È tornata la nuova stagione del più dissacrante show di cabaret della televisione italiana. Zelig pensereste voi? No, Fuori dal coro, programma del martedì sera in onda sulle reti Mediaset, precisamente Rete 4, condotto dal poliedrico presentatore Mario Giordano.
In realtà Mario Giordano e Fuori dal coro sono tutt’altro, il primo è giornalista, il secondo un talk di approfondimento politico. Tuttavia, l’esordio dell’altra sera ha fatto scaturire negli spettatori che facevano zapping col telecomando un dubbio profondo, dato lo scenario che si sono trovati davanti ai teleschermi.
Il suddetto Mario Giordano disteso su un banco a rotelle, in volata per tutto lo studio, denunciandone la presunta inutilità con un tono urlante e un comportamento ai limiti dell’infantilismo. Il conduttore si è fisicamente scontrato con alcuni figuranti, meschini loro, i quali non si aspettavano di subirne l’impeto, mentre lo stesso sbraitava all’indirizzo del regista, il celeberrimo Donato, la nenia seguente: “I banchi a rotelle, Donatooooooo, i banchi a rotelle. Ma servono a fare gli autoscontri”?
Al di là della facoltà di critica, indubitabile, al Governo o a chiunque fosse rivolto quell’ingresso, è lo stile che confligge col ruolo espletato da Giordano.
Un giornalista che, in prima serata, ci ha da sempre abituato a entrate “scenografiche” (si ricordi la polemica contro Halloween e il bonus monopattino, stigmatizzato col medesimo modus operandi), così “originali” da risultare fuori luogo. Lo stile della narrazione di Giordano, volto a colpire più che il senno la pancia del pubblico, è rappresentazione icastica del depauperamento che ha coinvolto, nostro malgrado, anche il giornalismo.
Un genere di informazione priva della complessità, banalizzata e in quanto tale soggetta a possibili inesattezze.

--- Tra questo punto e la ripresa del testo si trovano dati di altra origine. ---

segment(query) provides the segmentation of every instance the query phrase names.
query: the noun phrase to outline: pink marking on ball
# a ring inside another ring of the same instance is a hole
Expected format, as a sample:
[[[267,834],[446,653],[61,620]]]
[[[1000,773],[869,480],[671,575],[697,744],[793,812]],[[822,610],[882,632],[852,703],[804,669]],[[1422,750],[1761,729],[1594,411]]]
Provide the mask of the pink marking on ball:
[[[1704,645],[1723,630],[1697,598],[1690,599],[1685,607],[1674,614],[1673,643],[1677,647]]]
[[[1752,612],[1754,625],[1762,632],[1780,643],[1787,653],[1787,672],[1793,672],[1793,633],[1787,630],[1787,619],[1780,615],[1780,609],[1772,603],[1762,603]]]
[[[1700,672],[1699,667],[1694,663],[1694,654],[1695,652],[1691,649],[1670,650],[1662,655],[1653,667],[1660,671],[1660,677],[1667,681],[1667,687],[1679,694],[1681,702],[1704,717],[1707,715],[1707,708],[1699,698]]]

Un genere di giornalismo che trascende dal giornalismo stesso, che lo mortifica, che lo svilisce. La parola, il confronto sostituito dallo strepito, dallo sfottò, dalla camera che inquadra il volto del giornalista che si strugge, si dispera, cercando di emulare sgraziatamente l’inarrivabile Gianfranco Funari, e insieme si spoglia del proprio dovere sociale. Il dovere di accompagnare, di porsi da guida, di discernere e analizzare scientemente, con rigore se, in tal caso, i banchi siano stati un investimento giudizioso o meno. La scena un po’ bambinesca del pilota Giordano in rotta di collisione, contro tutti e tutto, è purtroppo un oltraggio a quei cittadini e a quei giornalisti che onorano la ricerca della verità. È triste rimuginare su cosa siamo diventati, su come ci siamo ridotti. Nei mesi scorsi abbiamo perso due colonne portanti della storia del giornalismo italiano, Sergio Zavoli e Arrigo Levi. Due Signori, di immensa professionalità e morigeratezza, i quali hanno profuso un impegno incommensurabile per fare un’informazione di qualità, una qualità ad oggi trascurata dalla necessità preminente di imporsi nell’audience.
“Si è perso il contatto con noi stessi: non indugiamo più su noi stessi. E questo dipende molto dalla velocità della comunicazione, che non ci mette più in condizioni di indugiare su nulla”.
Non indugiamo più su nulla, sosteneva Zavoli, sopraffatti dalla frenesia del consenso esasperato, dalla esacerbazione mal dissimulata, dal sospetto costante che miete un’unica vittima: noi stessi, la nostra coscienza, la nostra consapevolezza.
Una società con un’informazione superficiale è essa stessa superficiale.
Sarebbe ora di mettercelo bene in testa.